Similarly, on the OboxPlanet, people acknowledge these natural variations. However, unlike on Earth, there is no contemplation or upset about wealth differences. The idea of someone having 100 times more wealth than another could be a reason to question the universe’s justice doesn’t even cross people’s minds. It’s as pointless as being upset about the height of other people because there’s simply nothing anyone can do about it. There’s no state to tax and redistribute wealth. The notion of getting upset about wealth differences is perceived as simple stupidity.

To sum it up: Income and wealth differences have the same envy-potential as other facts of life. Some envy others for their beauty or whatever, and they might envy you for your wealth. But it has a different quality than on Earth because on the OboxPlanet, there is no state that could do something about it. 

What experiences on Earth, past and present, help us understand life on the OboxPlanet?

1. Freedom produces wealth. More freedom produces more wealth. See graph 1 and chapter D “Wealth Creation”

2. More wealth trickles down to the poorest parts of the population.

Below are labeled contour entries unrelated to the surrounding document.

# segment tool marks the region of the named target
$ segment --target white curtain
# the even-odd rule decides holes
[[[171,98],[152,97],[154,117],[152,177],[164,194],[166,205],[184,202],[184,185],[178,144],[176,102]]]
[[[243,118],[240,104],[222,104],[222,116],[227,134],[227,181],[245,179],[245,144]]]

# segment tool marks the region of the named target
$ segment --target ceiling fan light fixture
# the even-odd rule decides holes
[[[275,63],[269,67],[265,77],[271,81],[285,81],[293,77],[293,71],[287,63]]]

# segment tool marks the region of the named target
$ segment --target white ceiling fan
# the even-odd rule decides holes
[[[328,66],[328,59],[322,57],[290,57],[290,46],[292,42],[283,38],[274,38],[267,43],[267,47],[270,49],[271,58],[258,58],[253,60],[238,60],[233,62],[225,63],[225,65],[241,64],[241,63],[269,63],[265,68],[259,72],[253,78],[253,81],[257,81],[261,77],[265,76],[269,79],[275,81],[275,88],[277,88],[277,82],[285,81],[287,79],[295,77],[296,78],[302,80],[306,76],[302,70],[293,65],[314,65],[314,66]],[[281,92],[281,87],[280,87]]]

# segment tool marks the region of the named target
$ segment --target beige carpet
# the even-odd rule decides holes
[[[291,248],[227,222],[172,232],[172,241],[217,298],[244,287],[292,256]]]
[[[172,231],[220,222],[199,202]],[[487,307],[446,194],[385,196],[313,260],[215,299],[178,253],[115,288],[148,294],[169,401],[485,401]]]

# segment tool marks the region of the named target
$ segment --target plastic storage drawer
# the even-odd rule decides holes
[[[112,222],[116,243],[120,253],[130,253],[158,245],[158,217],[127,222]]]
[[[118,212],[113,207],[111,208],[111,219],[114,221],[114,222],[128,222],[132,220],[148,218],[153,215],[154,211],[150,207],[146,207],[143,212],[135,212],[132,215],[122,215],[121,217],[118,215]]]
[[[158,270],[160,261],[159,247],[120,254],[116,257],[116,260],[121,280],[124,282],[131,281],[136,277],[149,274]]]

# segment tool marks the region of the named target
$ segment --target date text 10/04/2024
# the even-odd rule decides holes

The poorest 10% of people in the freer countries earn the same or more than the average of the bottom half of the world’s population, see graph 2

3. In the last about 40 years, the World has experienced an unprecedented increase in average incomes, mainly in the most populous countries like China, India and Indonesia. And there is no doubt whatsoever to it’s cause: economic liberalization, a move toward capitalism, see graph 3.

All graphs see the Economic Freedom of the World: 2022 Report, World Bank. 

In summary: Freedom produces wealth, and this has one logical consequence:

For those readers who do care about human welfare, the example of the OboxPlanet should be a guiding star, a standard of measure for politics on Earth.

For those readers for whom human welfare is not important, life on the OboxPlanet, with no state and maximum freedom, has nothing to inspire or to teach.


Now it’s your turn.

Would you rather live in socially equal communist Cuba or the “socially unjust” capitalistic United States?

Things we could learn and implement from the OboxPlanet:

Abolish all work license requirement, minimum wage laws and all other work-related laws. Abolish all welfare and jobless payments.